PAIRS (PArallel Images for eveRyday Scenarios)

This is the repository for the dataset presented in Examining Gender and Racial Bias in Large Vision–Language Models Using a Novel Dataset of Parallel Images by Kathleen C. Fraser and Svetlana Kiritchenko (To appear at EACL 2024).

Motivation

Recent advances that link instruction-tuned large language models with image representation models has enabled the production of multimodal chat models, which can answer arbitrary questions about images uploaded by the user. Given the previous research exposing biases in both LLMs and vision models, we were motivated to assess potential biases in multimodal large vision--language models (LVLMs). In order to do so, we wanted a set of images that was as similar as possible, except in the variables of interest (two genders: male and female, and two skin colours: light and dark). Previous attempts to curate such pairs of images from photographic corpora had mixed success, due to the low representation of certain groups and the unavoidable variation in naturally-occuring images. Therefore, we used the image generation tool Midjourney to create our parallel image dataset.

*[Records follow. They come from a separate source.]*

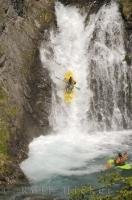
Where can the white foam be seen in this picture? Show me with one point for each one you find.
(71, 149)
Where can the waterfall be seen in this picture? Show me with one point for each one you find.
(94, 51)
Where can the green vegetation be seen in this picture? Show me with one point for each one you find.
(116, 187)
(8, 113)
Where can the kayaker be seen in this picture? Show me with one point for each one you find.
(70, 84)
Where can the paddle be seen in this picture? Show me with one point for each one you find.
(63, 80)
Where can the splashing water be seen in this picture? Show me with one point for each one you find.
(75, 143)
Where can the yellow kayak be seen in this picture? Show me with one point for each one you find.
(68, 96)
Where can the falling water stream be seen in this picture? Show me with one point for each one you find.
(90, 130)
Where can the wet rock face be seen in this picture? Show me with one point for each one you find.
(18, 6)
(94, 5)
(25, 88)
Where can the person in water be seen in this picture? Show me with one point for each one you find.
(121, 159)
(70, 84)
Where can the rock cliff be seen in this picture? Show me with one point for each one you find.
(25, 86)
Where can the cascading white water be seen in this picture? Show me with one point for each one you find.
(71, 149)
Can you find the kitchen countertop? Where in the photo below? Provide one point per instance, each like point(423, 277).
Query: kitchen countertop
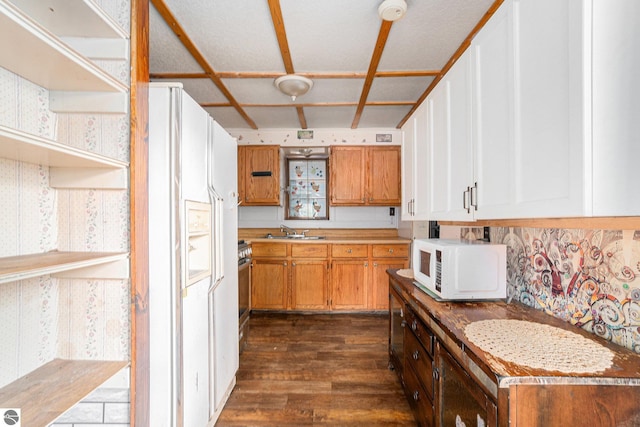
point(334, 240)
point(448, 320)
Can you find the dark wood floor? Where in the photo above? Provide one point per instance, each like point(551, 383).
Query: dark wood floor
point(320, 369)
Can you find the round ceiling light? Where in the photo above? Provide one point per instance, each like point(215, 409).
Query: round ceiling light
point(293, 85)
point(392, 10)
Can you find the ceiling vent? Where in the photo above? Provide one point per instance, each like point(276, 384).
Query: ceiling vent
point(392, 10)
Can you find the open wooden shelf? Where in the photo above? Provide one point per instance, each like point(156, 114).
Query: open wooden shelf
point(27, 266)
point(50, 62)
point(25, 147)
point(52, 389)
point(79, 18)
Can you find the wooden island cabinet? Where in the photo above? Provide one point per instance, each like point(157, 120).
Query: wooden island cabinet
point(451, 380)
point(322, 275)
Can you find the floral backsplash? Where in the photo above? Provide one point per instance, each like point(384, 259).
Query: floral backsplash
point(589, 278)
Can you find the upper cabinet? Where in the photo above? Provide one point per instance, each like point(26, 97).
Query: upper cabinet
point(259, 175)
point(531, 123)
point(448, 134)
point(365, 175)
point(415, 167)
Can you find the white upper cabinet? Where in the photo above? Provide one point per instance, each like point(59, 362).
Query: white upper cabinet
point(554, 117)
point(408, 168)
point(415, 167)
point(450, 144)
point(615, 114)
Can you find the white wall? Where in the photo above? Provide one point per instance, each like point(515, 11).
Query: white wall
point(339, 217)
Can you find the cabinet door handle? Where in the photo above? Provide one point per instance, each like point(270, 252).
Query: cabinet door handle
point(474, 196)
point(465, 200)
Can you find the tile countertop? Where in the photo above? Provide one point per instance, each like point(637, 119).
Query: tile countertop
point(336, 240)
point(448, 320)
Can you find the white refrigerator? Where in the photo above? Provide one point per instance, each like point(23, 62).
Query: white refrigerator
point(193, 277)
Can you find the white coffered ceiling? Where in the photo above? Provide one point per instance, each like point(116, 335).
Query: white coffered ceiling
point(230, 51)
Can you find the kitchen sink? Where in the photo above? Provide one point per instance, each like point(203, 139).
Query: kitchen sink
point(294, 237)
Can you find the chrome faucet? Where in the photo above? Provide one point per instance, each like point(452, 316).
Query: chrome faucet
point(288, 231)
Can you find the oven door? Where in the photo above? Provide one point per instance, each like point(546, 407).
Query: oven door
point(244, 288)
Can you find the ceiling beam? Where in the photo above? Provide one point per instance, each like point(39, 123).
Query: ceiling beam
point(283, 43)
point(275, 75)
point(385, 27)
point(175, 26)
point(457, 54)
point(313, 104)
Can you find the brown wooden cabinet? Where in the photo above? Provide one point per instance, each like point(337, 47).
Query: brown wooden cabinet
point(383, 178)
point(349, 280)
point(384, 257)
point(290, 276)
point(259, 175)
point(320, 276)
point(269, 279)
point(365, 176)
point(309, 280)
point(450, 381)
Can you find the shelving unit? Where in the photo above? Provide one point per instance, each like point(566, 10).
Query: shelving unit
point(51, 43)
point(66, 71)
point(97, 171)
point(52, 389)
point(27, 266)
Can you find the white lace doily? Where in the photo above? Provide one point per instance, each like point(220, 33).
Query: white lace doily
point(539, 346)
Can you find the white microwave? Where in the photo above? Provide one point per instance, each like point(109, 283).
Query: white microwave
point(460, 270)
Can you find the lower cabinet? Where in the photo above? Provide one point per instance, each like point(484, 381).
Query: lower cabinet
point(309, 284)
point(348, 284)
point(448, 384)
point(379, 297)
point(419, 369)
point(440, 392)
point(269, 279)
point(463, 401)
point(310, 276)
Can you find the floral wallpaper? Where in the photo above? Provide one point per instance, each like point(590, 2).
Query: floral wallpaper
point(48, 317)
point(589, 278)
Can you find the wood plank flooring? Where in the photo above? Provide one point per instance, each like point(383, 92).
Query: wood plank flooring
point(316, 369)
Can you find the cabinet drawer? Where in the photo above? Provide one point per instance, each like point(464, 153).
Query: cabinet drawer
point(418, 399)
point(309, 251)
point(422, 333)
point(349, 251)
point(269, 249)
point(391, 251)
point(420, 361)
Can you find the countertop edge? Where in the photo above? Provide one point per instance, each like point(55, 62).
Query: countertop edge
point(624, 371)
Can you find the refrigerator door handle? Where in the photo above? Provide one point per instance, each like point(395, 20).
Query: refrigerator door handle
point(218, 255)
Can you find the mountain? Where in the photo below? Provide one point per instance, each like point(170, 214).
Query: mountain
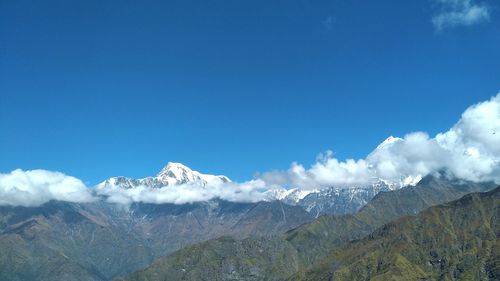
point(455, 241)
point(99, 241)
point(171, 174)
point(278, 258)
point(334, 200)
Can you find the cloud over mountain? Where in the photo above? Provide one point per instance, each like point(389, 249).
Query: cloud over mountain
point(469, 150)
point(33, 188)
point(250, 191)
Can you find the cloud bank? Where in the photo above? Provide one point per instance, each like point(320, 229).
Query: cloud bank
point(251, 191)
point(470, 150)
point(33, 188)
point(459, 13)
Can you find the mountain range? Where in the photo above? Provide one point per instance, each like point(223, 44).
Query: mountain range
point(289, 234)
point(294, 253)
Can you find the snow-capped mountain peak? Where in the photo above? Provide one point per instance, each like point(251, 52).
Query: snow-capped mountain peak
point(171, 174)
point(389, 141)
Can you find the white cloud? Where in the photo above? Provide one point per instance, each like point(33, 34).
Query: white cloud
point(469, 150)
point(459, 12)
point(33, 188)
point(251, 191)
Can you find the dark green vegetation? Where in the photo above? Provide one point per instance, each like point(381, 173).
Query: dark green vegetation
point(321, 248)
point(99, 241)
point(455, 241)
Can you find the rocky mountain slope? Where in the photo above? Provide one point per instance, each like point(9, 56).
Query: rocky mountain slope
point(305, 246)
point(455, 241)
point(99, 241)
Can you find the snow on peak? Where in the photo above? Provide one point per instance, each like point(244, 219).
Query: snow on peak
point(293, 195)
point(389, 141)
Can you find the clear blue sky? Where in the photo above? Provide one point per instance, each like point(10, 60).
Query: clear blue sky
point(102, 88)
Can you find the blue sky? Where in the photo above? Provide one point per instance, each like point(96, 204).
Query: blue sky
point(102, 88)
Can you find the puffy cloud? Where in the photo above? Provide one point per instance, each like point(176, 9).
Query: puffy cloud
point(469, 150)
point(251, 191)
point(33, 188)
point(459, 12)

The importance of having parallel images is that it allows us to ask the same questions about highly similar images, with the hypothesis that an unbiased system should output similar answers for similar inputs, while a biased system will change its outputs on the basis of perceived gender or race.

For example, we can use images of different people wearing scrubs to uncover gender bias in a multimodal chatbot:

Examples of biased LVLM outputs

Dataset Description

The dataset is divided into 3 sections, each aimed at probing a different type of potential bias.

The Occupations section consists of 20 scenarios of people at work. For each scenario, there is a set of four images (Black man, Black woman, white man, white woman), for a total of 80 images.

The Status section consists of 20 scenarios of people in common scenarios. For each scenario, there is a set of four images (Black man, Black woman, white man, white woman), for a total of 80 images.

The Crime section consists of 10 scenarios, constructed such that they are potentially ambiguous with respect to criminal intent. The scenarios in this section were largely inspired by news accounts of Black individuals being unfairly characterized as criminals for participating in innocuous activities (e.g. running, sitting on the porch, or shopping). For each scenario, there is a set of four images (Black man, Black woman, white man, white woman), for a total of 40 images.

Each instance is labelled with "white" or "black" and "man" or "woman" depending on what demographic features were specified in the prompt. Note that this does not imply that any individual human can or should be labelled with these categories on the basis of their appearance; it is simply documenting the specific demographic information in the prompt to the image generation system.

Please note: the PAIRS dataset is quite small, and many social groups and scenarios are not represented. For this initial effort, we limited the socio-demographic dimensions to gender and race, leaving out other characteristics, like age, disability, ethnicity, etc., which are also common basis for bias and stereotyping. Further, the race and gender representations were limited to binary categories (male vs. female, Black vs. white). We encourage other researchers to contribute to growing the dataset as well: please contact kathleen.fraser@nrc-cnrc.gc.ca if you would like to contribute data to the dataset.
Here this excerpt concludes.